0.4 >> Analfabetismo Emotivo

I giovani hanno effettivamente una sorta di analfabetismo emotivo derivato dal fatto, che i sentimenti non sono una dote naturale, ma si acquisiscono attraverso un processo di apprendimento. I primi tre anni della nostra infanzia sono decisivi. In questa fase si formano le mappe emotive, ovvero la modalità di percepire e sentire il mondo, reagendo agli eventi in modo proporzionato e congruente.
Se il processo di apprendimento si interrompe o addirittura presenta delle importanti criticità per l’assenza di un educatore (che in questa fase sono i genitori) i sentimenti non si sviluppano, restando ad uno stadio di impulsi fisiologici, naturali. In questo modo si preclude irreparabilmente l’opportunità di evoluzione ad uno stadio ancor più elevato, legato alla formazione del sentimento e di tutto il sistema di valori cognitivi ad esso collegati.

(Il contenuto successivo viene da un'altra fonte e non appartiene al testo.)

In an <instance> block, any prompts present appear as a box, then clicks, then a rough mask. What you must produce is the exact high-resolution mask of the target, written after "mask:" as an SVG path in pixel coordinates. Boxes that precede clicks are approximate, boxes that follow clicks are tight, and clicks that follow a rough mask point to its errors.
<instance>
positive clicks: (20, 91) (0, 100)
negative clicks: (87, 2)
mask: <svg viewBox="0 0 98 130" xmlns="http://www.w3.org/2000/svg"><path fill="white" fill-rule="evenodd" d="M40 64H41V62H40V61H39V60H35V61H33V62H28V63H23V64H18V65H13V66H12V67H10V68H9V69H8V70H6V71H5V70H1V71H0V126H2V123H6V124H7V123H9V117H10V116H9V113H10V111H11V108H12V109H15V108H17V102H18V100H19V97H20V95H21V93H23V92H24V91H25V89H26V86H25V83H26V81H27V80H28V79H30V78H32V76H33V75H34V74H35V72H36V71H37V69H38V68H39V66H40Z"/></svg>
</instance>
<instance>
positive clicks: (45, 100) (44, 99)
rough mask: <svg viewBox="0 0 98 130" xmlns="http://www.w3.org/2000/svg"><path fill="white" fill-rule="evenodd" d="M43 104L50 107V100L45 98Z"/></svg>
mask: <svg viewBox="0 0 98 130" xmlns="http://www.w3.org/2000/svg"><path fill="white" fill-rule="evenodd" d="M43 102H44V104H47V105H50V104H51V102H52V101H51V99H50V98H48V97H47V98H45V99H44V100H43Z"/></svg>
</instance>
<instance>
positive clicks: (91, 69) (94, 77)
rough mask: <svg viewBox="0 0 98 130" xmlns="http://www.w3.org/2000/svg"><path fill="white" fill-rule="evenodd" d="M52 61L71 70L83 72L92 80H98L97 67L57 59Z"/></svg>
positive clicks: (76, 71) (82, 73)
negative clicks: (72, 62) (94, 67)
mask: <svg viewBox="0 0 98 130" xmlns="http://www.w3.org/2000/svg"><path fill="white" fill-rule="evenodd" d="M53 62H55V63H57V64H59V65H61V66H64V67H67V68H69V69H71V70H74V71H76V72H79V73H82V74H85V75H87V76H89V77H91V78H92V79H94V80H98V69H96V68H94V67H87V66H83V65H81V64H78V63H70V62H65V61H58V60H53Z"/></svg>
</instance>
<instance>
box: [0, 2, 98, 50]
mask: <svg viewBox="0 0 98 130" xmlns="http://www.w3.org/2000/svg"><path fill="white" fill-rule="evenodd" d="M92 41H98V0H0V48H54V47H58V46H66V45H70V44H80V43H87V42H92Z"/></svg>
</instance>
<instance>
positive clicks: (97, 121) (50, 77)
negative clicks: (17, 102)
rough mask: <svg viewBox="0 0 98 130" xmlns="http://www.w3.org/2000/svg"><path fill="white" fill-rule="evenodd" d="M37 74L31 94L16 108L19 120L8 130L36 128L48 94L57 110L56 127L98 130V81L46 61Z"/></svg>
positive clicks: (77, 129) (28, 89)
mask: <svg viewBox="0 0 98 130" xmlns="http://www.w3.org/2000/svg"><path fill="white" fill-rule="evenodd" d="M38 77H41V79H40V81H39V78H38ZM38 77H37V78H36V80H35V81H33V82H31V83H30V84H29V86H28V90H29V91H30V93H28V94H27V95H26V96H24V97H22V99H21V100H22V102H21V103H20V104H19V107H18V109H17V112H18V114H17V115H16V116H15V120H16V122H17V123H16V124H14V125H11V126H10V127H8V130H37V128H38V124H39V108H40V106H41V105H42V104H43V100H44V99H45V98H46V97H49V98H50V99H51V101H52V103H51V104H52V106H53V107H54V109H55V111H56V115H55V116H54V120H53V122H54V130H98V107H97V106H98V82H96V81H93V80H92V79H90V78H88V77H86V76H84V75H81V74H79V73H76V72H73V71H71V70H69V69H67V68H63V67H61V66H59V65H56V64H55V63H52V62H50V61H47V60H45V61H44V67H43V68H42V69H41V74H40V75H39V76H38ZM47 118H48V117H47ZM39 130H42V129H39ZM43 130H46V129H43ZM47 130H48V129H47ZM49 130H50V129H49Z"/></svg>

Il sentimento ha una valenza sociale, poichè rappresenta quella dimensione cognitiva che consente di percepire il mondo esterno in maniera adeguata, con una capacità di accoglienza e di risposta agli stimoli esterni, elevata, rispetto alla mera percezione di stimoli.
Le emozioni ed il sentimento non sono doti naturali, ma si acquisisce culturalmente.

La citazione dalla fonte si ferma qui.